Lee, the construction of a trie or DAWG will take up space as well as some extra time (initialization latency). If that is not an issue (that will be the case when you may need to perform search like operations on the set of strings in the future as well and you have ample memory available), tries can be a good choice.
Space will be the problem with Radix sort or similar implementations (as mentioned by KirarinSnow) because the dataset is huge.
The below is my solution for a one time duplicate counting with limits on how much space can be used.
If we have the storage available for holding 1 billion elements in my memory, we can go for sorting them in place by heap-sort in Θ(n log n) time and then by simply traversing the collection once in O(n) time and doing this:
if (a[i] == a[i+1])
dupCount++;
If we do not have that much memory available, we can divide the input file on disk into smaller files (till the size becomes small enough to hold the collection in memory); then sort each such small file by using the above technique; then merge them together. This requires many passes on the main input file.
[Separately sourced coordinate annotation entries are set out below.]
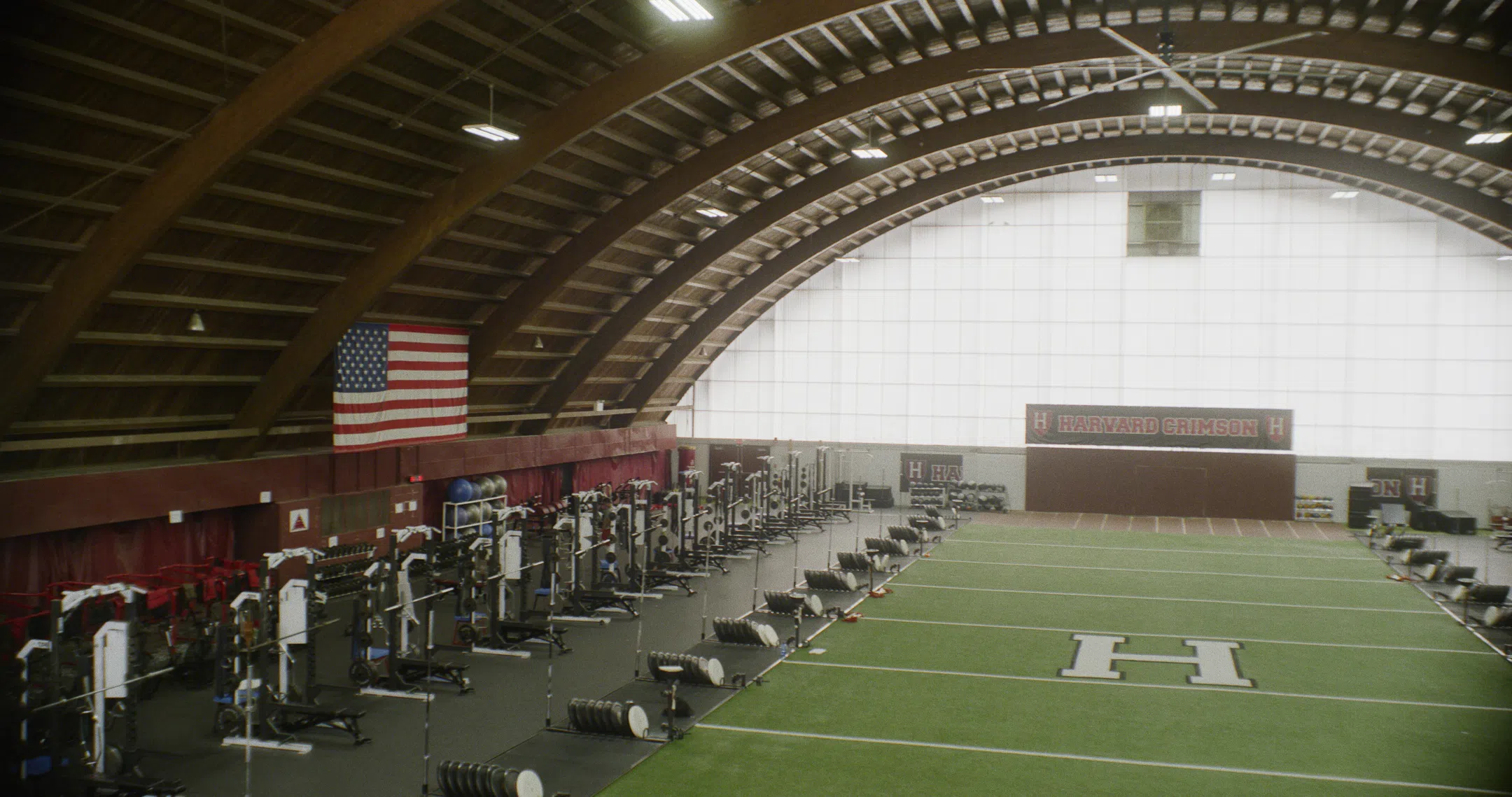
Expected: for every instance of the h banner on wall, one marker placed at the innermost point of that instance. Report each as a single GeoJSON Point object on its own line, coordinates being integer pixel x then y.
{"type": "Point", "coordinates": [1161, 427]}
{"type": "Point", "coordinates": [929, 467]}
{"type": "Point", "coordinates": [1402, 484]}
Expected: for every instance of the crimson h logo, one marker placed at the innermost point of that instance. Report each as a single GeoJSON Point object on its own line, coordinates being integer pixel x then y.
{"type": "Point", "coordinates": [1213, 660]}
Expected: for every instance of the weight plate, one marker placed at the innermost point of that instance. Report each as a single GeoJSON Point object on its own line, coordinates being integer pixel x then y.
{"type": "Point", "coordinates": [607, 717]}
{"type": "Point", "coordinates": [525, 784]}
{"type": "Point", "coordinates": [637, 722]}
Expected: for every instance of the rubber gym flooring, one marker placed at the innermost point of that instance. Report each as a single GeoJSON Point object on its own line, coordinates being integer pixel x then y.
{"type": "Point", "coordinates": [953, 682]}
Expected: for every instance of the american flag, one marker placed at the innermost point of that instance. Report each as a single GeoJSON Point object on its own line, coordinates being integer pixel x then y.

I will like to keep away from quick-sort because the dataset is huge. If I could squeeze in some memory for the second case, I would better use it to reduce the number of passes rather than waste it in merge-sort/quick-sort (actually, it depends heavily on the type of input we have at hand).
Edit: SQl/DB solutions are good only when you need to store this data for a long duration.
Have you tried a Hash-map (Dictionary in .Net)?
Dictionary<String, byte> would only take up 5 bytes per entry on x86 (4 for the pointer to the string pool, 1 for the byte), which is about 400M elements. If there are many duplicates, they should be able to fit. Implementation-wise, it might be verrryy slow (or not work), since you also need to store all those strings in memory.
If the strings are very similar, you could also write your own Trie implementation.
Otherwise, you best bets would be to sort the data in-place on disk (after which counting unique elements is trivial), or use a lower-level, more memory-tight language like C++.
A Dictionary<> is internally organized as a list of lists. You won't get close to the (2GB/8)^2 limit on a 64-bit machine.
I agree with the other posters regarding a database solution, but further to that, a reasonably-intelligent use of triggers, and a potentially-cute indexing scheme (i.e. a numerical representation of the strings) would be the fastest approach, IMHO.
If What you need is a close approximation of the unique counts then look for HyperLogLog Algorithm. It is used to get a close estimation of the cardinality of large datasets like the one you are referring to. Google BigQuery, Reddit use that for similar purposes. Many modern databases have implemented this. It is pretty fast and can work with minimal memory.